Doesn't matter, they were compared with other Seventh Day Adventists.
Similiar results were seen in huge studies of Iowa post menapausal
women, the Harvard Nurses' study and their Health Proffessional's
Study.
> Yes, eat nuts. I'm reasonably sure they're good for you. But the quality of
> the evidence is not so good as it is for statins.
>
There is no evidence at all for statins except in heart patients, and
very little for heart patients without high choelesterol.
>
> >Moderate and high levels of Vit. C vs. less than 60mg
> >appear to do about the same for men.
>
> Men who drink. You get a 30% drop in mortality if you don't have the very
> lowest vitamin C levels. Big deal. And again, it's retrospective.
>
> SBH
They were prospective, not retrospective studies and more like 40, not
30%, that's about five extra years of life. And yes it is a big deal.
But yes you have hit on one of the major objections to the
epidemioligic vitamin studies. They compared the highest or the rest
of the quintiles/quartiles with the lowest. The full text of the
papers shows the highest vs. the average, or the middle group to much
less spectacular. Every one likes to select their statistics.
Here is one of the most favorable studies.
Established Populations for Epidemiologic Studies of the Elderly
Losonczy KG; Harris TB; Havlik RJ
(96302127 NLM)
We examined vitamin E and vitamin C supplement use in relation to
mortality risk and whether vitamin C enhanced the effects of vitamin E
in 11,178 persons aged 67-105 y who participated in the Established
Populations for Epidemiologic Studies of the Elderly in 1984-1993.

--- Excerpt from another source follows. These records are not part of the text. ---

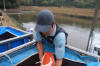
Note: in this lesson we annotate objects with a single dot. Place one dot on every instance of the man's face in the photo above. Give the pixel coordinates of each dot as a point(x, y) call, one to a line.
point(48, 33)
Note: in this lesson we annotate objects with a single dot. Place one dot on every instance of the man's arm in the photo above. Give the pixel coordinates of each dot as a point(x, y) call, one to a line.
point(40, 49)
point(59, 42)
point(58, 62)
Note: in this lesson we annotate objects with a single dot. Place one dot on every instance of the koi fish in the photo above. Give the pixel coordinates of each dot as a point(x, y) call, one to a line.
point(48, 59)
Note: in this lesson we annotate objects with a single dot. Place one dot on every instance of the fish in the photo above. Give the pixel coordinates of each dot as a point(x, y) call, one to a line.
point(48, 59)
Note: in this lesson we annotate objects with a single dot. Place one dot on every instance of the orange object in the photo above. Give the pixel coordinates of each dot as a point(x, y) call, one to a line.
point(48, 59)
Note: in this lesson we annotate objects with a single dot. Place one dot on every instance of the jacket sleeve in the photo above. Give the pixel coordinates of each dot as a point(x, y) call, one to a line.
point(59, 42)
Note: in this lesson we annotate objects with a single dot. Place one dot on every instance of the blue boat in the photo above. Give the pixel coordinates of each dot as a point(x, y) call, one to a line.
point(26, 54)
point(11, 37)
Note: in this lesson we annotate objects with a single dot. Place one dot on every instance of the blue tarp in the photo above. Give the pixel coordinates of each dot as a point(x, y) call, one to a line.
point(28, 51)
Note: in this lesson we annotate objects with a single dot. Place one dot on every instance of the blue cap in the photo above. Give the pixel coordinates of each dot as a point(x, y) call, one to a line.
point(45, 19)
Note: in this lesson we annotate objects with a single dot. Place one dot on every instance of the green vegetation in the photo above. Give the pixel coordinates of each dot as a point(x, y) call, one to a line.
point(10, 3)
point(57, 3)
point(16, 23)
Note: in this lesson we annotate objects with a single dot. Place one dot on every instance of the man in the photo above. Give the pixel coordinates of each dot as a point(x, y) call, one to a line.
point(47, 29)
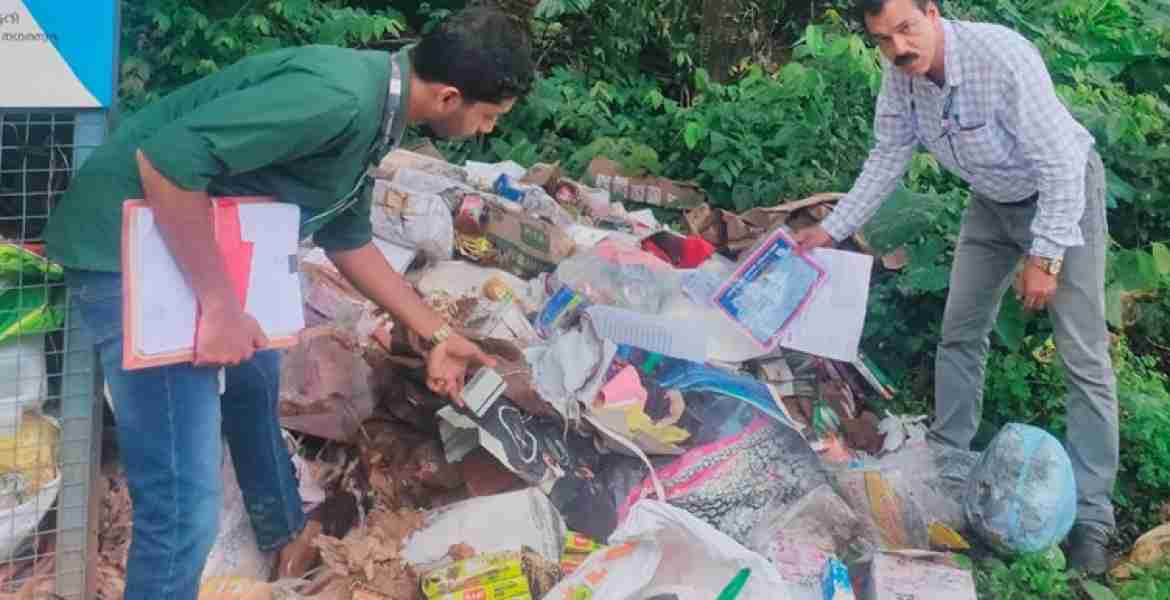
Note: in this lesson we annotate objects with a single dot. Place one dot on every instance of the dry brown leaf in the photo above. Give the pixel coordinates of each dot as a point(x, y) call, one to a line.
point(461, 551)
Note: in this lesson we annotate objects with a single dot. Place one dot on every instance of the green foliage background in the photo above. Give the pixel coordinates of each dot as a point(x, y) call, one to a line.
point(621, 77)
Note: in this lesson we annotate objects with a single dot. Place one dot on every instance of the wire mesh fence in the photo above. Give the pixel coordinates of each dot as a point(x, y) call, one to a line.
point(49, 411)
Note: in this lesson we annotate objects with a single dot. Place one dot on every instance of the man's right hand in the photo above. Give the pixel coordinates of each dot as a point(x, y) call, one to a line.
point(810, 238)
point(227, 337)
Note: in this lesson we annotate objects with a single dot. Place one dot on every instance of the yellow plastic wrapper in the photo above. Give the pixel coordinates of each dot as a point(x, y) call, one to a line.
point(479, 572)
point(943, 537)
point(32, 452)
point(515, 588)
point(234, 588)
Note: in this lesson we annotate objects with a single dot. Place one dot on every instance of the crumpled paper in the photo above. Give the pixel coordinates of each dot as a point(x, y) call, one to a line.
point(570, 369)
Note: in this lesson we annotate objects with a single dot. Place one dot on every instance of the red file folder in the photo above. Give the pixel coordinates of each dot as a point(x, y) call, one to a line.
point(239, 256)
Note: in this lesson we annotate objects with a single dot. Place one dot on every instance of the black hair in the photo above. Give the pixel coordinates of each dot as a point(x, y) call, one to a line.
point(482, 53)
point(873, 7)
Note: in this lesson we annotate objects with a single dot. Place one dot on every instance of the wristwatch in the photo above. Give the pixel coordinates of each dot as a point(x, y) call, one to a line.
point(1050, 266)
point(440, 335)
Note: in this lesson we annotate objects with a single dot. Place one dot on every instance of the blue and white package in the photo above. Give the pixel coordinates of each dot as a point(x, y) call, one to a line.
point(835, 583)
point(770, 289)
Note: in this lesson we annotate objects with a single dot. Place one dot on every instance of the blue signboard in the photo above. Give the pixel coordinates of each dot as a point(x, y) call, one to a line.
point(57, 54)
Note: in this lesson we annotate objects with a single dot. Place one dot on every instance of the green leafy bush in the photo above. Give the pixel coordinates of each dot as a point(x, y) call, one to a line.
point(167, 43)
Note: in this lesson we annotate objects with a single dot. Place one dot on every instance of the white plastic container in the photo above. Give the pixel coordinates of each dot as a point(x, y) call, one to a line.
point(22, 379)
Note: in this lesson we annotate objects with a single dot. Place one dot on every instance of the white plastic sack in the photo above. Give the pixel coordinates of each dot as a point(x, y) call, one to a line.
point(660, 550)
point(488, 524)
point(235, 552)
point(22, 511)
point(22, 379)
point(425, 222)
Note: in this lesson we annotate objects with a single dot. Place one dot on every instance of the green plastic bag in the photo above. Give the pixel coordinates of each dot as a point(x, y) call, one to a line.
point(32, 298)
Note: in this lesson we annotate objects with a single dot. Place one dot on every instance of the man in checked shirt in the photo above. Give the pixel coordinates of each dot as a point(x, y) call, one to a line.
point(979, 98)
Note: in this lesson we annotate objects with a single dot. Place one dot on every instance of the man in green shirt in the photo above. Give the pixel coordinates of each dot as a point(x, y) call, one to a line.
point(303, 125)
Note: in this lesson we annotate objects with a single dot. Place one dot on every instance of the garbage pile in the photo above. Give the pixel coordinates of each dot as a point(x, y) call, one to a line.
point(31, 308)
point(673, 415)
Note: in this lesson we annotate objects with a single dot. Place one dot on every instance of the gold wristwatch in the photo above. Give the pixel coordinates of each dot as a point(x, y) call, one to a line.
point(1050, 266)
point(440, 335)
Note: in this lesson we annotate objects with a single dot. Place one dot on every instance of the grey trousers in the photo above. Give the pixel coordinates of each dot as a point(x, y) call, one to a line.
point(992, 240)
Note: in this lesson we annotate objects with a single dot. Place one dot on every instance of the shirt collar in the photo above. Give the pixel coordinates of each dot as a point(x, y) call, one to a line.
point(952, 54)
point(394, 112)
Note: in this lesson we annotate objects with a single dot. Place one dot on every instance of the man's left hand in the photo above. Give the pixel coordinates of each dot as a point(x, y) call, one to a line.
point(447, 366)
point(1034, 287)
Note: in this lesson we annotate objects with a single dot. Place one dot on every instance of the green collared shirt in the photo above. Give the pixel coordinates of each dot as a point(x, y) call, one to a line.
point(300, 124)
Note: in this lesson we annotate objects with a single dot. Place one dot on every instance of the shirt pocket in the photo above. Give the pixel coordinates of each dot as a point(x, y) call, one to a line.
point(981, 145)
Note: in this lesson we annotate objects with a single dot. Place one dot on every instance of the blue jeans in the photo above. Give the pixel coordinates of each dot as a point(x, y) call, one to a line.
point(170, 425)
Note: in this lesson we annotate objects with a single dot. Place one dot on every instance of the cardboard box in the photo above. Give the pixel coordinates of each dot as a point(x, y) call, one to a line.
point(654, 191)
point(915, 576)
point(525, 246)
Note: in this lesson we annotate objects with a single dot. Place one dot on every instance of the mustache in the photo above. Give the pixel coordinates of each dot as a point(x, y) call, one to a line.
point(906, 59)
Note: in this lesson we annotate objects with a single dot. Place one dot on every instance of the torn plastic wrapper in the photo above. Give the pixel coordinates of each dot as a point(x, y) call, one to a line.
point(538, 449)
point(892, 518)
point(616, 275)
point(729, 482)
point(915, 576)
point(665, 550)
point(820, 519)
point(570, 369)
point(683, 253)
point(934, 476)
point(400, 158)
point(31, 301)
point(235, 551)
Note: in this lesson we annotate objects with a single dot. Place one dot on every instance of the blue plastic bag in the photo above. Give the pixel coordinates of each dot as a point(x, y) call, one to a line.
point(1021, 495)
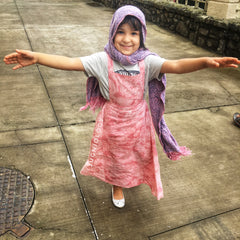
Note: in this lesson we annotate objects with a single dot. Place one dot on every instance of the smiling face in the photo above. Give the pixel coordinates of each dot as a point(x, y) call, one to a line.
point(127, 39)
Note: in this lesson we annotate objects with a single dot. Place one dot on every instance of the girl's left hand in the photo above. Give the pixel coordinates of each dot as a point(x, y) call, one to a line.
point(223, 62)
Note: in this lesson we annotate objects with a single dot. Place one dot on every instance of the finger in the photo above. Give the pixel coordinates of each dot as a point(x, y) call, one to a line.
point(17, 67)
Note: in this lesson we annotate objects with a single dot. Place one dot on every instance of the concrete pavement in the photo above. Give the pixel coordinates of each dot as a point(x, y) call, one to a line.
point(43, 134)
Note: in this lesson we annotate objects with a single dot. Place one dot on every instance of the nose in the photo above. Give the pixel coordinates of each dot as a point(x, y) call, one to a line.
point(126, 38)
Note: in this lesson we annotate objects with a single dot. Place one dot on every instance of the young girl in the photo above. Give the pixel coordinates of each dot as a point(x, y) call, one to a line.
point(123, 149)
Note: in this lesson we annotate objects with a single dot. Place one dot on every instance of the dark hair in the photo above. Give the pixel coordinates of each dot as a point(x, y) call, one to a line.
point(136, 25)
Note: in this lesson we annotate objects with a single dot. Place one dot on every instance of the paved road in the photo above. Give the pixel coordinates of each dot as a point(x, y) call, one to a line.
point(43, 134)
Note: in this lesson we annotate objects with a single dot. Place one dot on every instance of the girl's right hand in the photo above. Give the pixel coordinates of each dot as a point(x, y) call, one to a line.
point(22, 58)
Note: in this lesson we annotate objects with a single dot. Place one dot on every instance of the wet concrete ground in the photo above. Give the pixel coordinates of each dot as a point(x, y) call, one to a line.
point(43, 134)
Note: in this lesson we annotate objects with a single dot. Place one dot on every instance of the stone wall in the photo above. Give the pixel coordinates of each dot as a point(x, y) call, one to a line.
point(219, 36)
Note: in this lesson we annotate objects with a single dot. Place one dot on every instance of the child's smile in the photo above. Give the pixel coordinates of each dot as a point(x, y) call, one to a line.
point(127, 40)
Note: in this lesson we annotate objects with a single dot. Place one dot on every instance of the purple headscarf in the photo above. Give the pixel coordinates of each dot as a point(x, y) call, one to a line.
point(118, 17)
point(156, 87)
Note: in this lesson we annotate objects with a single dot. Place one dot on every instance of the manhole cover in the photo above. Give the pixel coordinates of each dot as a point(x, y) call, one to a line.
point(16, 199)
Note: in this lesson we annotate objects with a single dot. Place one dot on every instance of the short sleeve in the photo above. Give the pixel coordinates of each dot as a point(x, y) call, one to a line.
point(96, 65)
point(153, 67)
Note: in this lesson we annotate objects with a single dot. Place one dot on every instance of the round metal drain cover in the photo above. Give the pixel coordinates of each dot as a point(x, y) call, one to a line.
point(16, 199)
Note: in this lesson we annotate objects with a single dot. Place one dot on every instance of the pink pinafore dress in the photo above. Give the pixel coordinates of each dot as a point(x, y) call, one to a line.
point(123, 148)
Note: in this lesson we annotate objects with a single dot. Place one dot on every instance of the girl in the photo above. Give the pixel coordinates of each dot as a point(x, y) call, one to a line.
point(123, 149)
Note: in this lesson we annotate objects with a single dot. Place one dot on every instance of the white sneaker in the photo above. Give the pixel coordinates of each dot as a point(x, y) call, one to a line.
point(119, 203)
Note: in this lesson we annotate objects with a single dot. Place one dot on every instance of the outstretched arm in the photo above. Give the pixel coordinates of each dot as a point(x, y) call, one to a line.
point(193, 64)
point(25, 58)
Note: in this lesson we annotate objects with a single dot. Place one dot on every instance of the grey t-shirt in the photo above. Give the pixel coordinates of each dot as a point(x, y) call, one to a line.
point(97, 65)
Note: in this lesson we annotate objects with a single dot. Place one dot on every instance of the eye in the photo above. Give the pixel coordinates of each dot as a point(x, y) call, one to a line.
point(120, 32)
point(135, 33)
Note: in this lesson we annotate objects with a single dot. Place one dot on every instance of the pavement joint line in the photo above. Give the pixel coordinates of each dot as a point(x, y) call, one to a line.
point(203, 108)
point(194, 222)
point(58, 123)
point(30, 144)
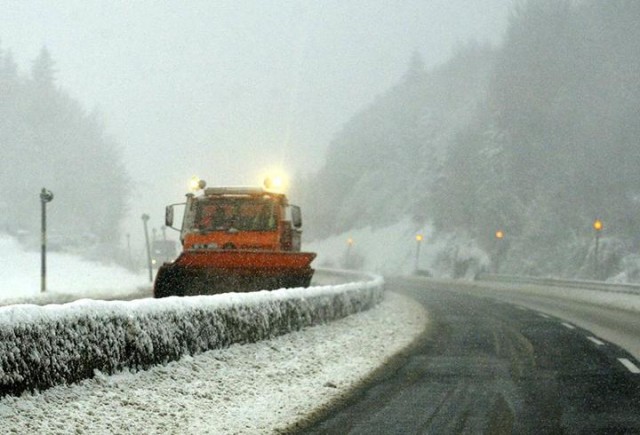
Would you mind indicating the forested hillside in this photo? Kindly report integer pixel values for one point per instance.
(536, 138)
(48, 140)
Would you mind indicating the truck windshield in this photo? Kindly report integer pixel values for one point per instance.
(243, 214)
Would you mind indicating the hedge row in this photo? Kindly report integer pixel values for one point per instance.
(45, 346)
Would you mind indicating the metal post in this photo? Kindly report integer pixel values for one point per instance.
(417, 259)
(145, 219)
(596, 265)
(43, 247)
(597, 226)
(45, 197)
(129, 250)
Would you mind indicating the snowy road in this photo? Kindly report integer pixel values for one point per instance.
(264, 387)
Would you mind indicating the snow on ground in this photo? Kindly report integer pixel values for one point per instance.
(66, 275)
(250, 389)
(253, 388)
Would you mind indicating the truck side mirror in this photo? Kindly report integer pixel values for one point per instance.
(168, 216)
(296, 216)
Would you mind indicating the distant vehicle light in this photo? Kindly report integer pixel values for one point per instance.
(275, 183)
(197, 184)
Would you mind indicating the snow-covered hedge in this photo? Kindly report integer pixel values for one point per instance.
(49, 345)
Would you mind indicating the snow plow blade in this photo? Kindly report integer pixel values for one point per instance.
(209, 272)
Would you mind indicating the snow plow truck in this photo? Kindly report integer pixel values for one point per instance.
(235, 239)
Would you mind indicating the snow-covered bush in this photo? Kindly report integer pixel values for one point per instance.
(44, 346)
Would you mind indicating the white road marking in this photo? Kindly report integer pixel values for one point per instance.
(596, 341)
(629, 365)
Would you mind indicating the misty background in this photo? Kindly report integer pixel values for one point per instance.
(467, 117)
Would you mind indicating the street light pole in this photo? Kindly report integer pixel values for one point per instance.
(499, 247)
(45, 197)
(145, 219)
(597, 226)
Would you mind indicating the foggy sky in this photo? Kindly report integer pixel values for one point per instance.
(228, 89)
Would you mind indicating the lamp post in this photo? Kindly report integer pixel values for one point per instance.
(45, 197)
(597, 226)
(499, 236)
(419, 239)
(145, 219)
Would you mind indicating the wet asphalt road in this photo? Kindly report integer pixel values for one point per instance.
(490, 367)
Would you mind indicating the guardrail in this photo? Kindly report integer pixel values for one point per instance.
(553, 282)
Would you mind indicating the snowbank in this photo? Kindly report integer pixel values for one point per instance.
(44, 346)
(257, 388)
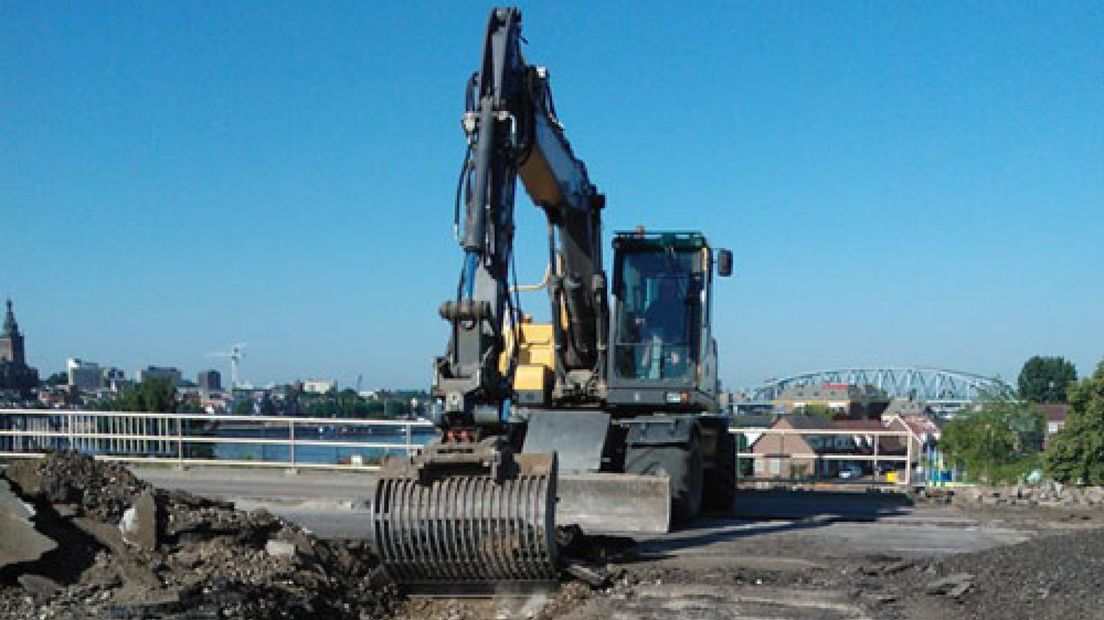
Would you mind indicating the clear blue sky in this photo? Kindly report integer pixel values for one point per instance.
(901, 182)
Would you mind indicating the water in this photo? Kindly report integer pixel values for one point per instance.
(325, 455)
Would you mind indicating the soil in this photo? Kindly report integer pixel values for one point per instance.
(192, 557)
(205, 560)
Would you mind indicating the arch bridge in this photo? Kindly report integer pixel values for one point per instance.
(936, 386)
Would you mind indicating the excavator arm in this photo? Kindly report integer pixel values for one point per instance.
(512, 131)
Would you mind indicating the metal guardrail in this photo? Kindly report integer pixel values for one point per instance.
(179, 438)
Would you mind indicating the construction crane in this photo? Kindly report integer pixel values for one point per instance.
(235, 354)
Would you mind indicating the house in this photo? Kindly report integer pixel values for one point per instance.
(784, 456)
(922, 433)
(1055, 418)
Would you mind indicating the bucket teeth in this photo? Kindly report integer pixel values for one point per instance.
(468, 533)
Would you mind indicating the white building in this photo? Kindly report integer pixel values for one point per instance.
(319, 385)
(86, 376)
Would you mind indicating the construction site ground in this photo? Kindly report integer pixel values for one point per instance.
(779, 555)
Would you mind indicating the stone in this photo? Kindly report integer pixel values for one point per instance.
(139, 524)
(20, 541)
(39, 586)
(952, 585)
(279, 548)
(133, 573)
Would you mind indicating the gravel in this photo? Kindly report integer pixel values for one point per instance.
(208, 560)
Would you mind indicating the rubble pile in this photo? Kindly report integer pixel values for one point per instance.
(123, 548)
(1052, 494)
(1051, 576)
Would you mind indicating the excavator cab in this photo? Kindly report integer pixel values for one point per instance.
(664, 356)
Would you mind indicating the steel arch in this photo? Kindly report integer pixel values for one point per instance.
(932, 385)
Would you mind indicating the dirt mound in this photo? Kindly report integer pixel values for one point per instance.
(127, 549)
(1054, 577)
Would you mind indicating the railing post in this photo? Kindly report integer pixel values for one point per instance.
(290, 445)
(908, 460)
(878, 439)
(180, 441)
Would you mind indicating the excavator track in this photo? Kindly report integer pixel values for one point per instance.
(442, 528)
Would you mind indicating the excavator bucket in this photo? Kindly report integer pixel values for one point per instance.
(614, 503)
(467, 519)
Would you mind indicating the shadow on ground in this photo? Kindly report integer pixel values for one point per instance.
(794, 511)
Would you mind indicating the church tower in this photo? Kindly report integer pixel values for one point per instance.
(11, 341)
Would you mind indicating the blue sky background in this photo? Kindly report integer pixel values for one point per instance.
(901, 183)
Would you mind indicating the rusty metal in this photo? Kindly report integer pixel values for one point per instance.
(470, 521)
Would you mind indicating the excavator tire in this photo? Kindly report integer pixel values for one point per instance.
(683, 467)
(721, 479)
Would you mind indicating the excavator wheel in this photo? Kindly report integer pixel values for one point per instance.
(720, 489)
(682, 465)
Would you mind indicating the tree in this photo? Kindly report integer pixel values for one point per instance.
(1076, 453)
(1046, 380)
(997, 442)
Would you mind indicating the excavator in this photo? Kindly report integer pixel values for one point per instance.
(604, 417)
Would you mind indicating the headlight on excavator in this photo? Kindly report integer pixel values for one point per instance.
(678, 397)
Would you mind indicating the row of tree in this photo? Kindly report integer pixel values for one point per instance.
(1005, 439)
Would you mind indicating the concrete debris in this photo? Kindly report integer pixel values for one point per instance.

Participants were asked to report all nonprescription drugs currently
used, including vitamin supplements. Persons were defined as users of
these supplements if they reported individual vitamin E and/or vitamin
C use, not part of a multivitamin. During the follow-up period there
were 3490 deaths. Use of vitamin E reduced the risk of all-cause
mortality [relative risk (RR) = 0.66; 95% CI: 0.53, 0.83] and risk of
coronary disease mortality (RR = 0.53; 95% CI: 0.34, 0.84). Use of
vitamin E at two points in time was also associated with reduced risk
of total mortality compared with that in persons who did not use any
vitamin supplements. Effects were strongest for coronary heart disease
mortality (RR = 0.37; 95% CI: 0.15, 0.90). The RR for cancer mortality
was 0.41 (95% CI: 0.15, 1.08). Simultaneous use of vitamins E and C
was associated with a lower risk of total mortality (RR = 0.58; 95%
CI: 0.42, 0.79) and coronary mortality (RR = 0.47; 95% CI: 0.25,
0.87). Adjustment for alcohol use, smoking history, aspirin use, and
medical conditions did not substantially alter these findings. These
findings are consistent with those for younger persons and suggest
protective effects of vitamin E supplements in the elderly.
And this is from the NHANES study.
. Men who consumed at least 300 mg of ascorbic acid suffered 41
percent fewer deaths during that period compared with men who took
only 50 mg, in their food. They lived on the average 6 years longer.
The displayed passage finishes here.